July 19, 2017 • Sara

Jesus is the son of God. But, Jesus is God.

The Trinity is one of the divine mysteries I don't think we'll ever fully understand this side of heaven.

One of my favorite explanations of this is in a children's book by Joanne Marxhausen, A Picture of God 3 in 1. This book compares God the Father, Son, and Holy Spirit to the three parts of an apple - the peel, the flesh, and the core. The different pieces of the apple serve different purposes and are unique, but they are all parts of the apple. And, the apple is not complete if a component is missing. In the same way, the Father, Son, and Holy Spirit are all distinct but intertwined elements of the one true God.

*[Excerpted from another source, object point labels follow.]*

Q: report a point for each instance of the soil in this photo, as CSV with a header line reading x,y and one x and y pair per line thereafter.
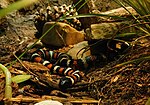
x,y
112,84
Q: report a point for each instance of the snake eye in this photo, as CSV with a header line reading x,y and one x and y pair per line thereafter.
x,y
65,83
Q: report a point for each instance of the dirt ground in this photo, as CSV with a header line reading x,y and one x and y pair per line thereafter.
x,y
113,84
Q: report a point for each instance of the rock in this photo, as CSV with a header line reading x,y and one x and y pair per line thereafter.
x,y
104,30
61,34
77,47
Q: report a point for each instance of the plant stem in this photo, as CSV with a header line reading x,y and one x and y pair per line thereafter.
x,y
8,88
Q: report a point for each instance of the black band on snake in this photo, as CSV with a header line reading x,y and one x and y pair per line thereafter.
x,y
63,66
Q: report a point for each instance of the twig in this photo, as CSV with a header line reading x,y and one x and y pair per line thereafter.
x,y
133,61
71,100
23,65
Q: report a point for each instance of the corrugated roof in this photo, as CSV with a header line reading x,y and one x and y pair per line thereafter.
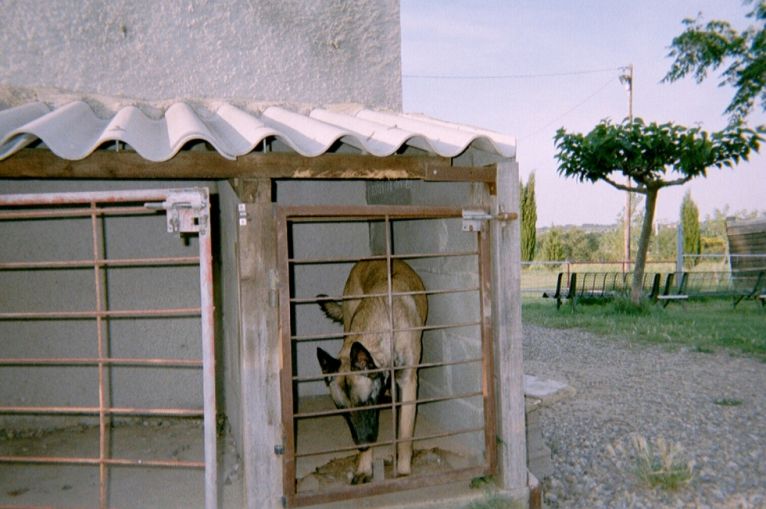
x,y
74,130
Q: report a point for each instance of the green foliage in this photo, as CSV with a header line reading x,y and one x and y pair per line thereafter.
x,y
704,326
691,227
528,220
660,464
702,48
652,156
648,153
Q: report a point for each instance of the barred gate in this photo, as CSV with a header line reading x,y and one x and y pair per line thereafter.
x,y
454,437
72,300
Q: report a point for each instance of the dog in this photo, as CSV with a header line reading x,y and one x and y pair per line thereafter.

So, how do we know that Jesus is God?

Jesus inferred that He was God multiple times:
"The Father and I are one." (John 10:30)
"The one who has seen Me has seen the Father. . . . Believe Me that I am in the Father and the Father is in Me." (John 14:9 and 11)
"You call Me Teacher and Lord. This is well said, for I am." (John 13:13)
God calls Jesus God. ". . . but to the Son: Your throne, God, is forever and ever . . . ." (Hebrews 1:8)
God says the angels must worship Jesus (Hebrews 1:6). And Scripture is explicit that only God should be worshipped (Exodus 34:14, Deuteronomy 8:19).
This is only a sampling of the passages that point us towards Christ's deity. Some non-believers assent that Jesus lived but argue that he was a prophet or a great moral teacher. C.S. Lewis summed this stance up well in Mere Christianity:

"I am trying here to prevent anyone saying the really foolish thing that people often say about Him: I'm ready to accept Jesus as a great moral teacher, but I don't accept his claim to be God. That is the one thing we must not say. A man who was merely a man and said the sort of things Jesus said would not be a great moral teacher. He would be either a lunatic - on the level with the man who says he is a poached egg - or else he would be the Devil of Hell. You must make your choice. Either this man was, and is, the Son of God, or else a madman or something worse. You can shut him up for a fool, you can spit at him and kill him as a demon or you can fall at his feet and call him Lord and God, but let us not come with any patronizing nonsense about his being a great human teacher. He has not left that open to us. He did not intend to."

God has truly walked among us. Although those of us living today will not physically see Jesus until we get to heaven or until He returns, the model God chose still relays His authenticity. We live in a world where we are busy to the point of distraction, constantly connected but disengaged. But God, in charge of every detail in the universe, is not distracted or disengaged from His creation. He did not send an intern or an Evite or a text. He showed up in person, and He did life with His people. Living on this side of the cross, we have all of God's Word to guide us. And, if we are believers, we also have the permanent indwelling of the Holy Spirit to help lead us (Romans 8:26).

Jesus was fully man, and fully God. Our response to that should be one of awe, wonder, humility, and encouragement. God cared enough about mankind that He sent a piece of himself to teach, and eventually, to die an unfair death to atone for our sins. Jesus experienced every temptation and has deeply felt every emotion that we know as humans.

I think we too often envision God as a distant disciplinarian, seated on a throne somewhere far away. The truer picture is of a present, gentle, gracious Father. He views us through the lens of Jesus, redeemed and purified.

Our God sees us. He knows us. He is fully aware of the potential we have for His kingdom and of the limits of our humanity, and He meets us there.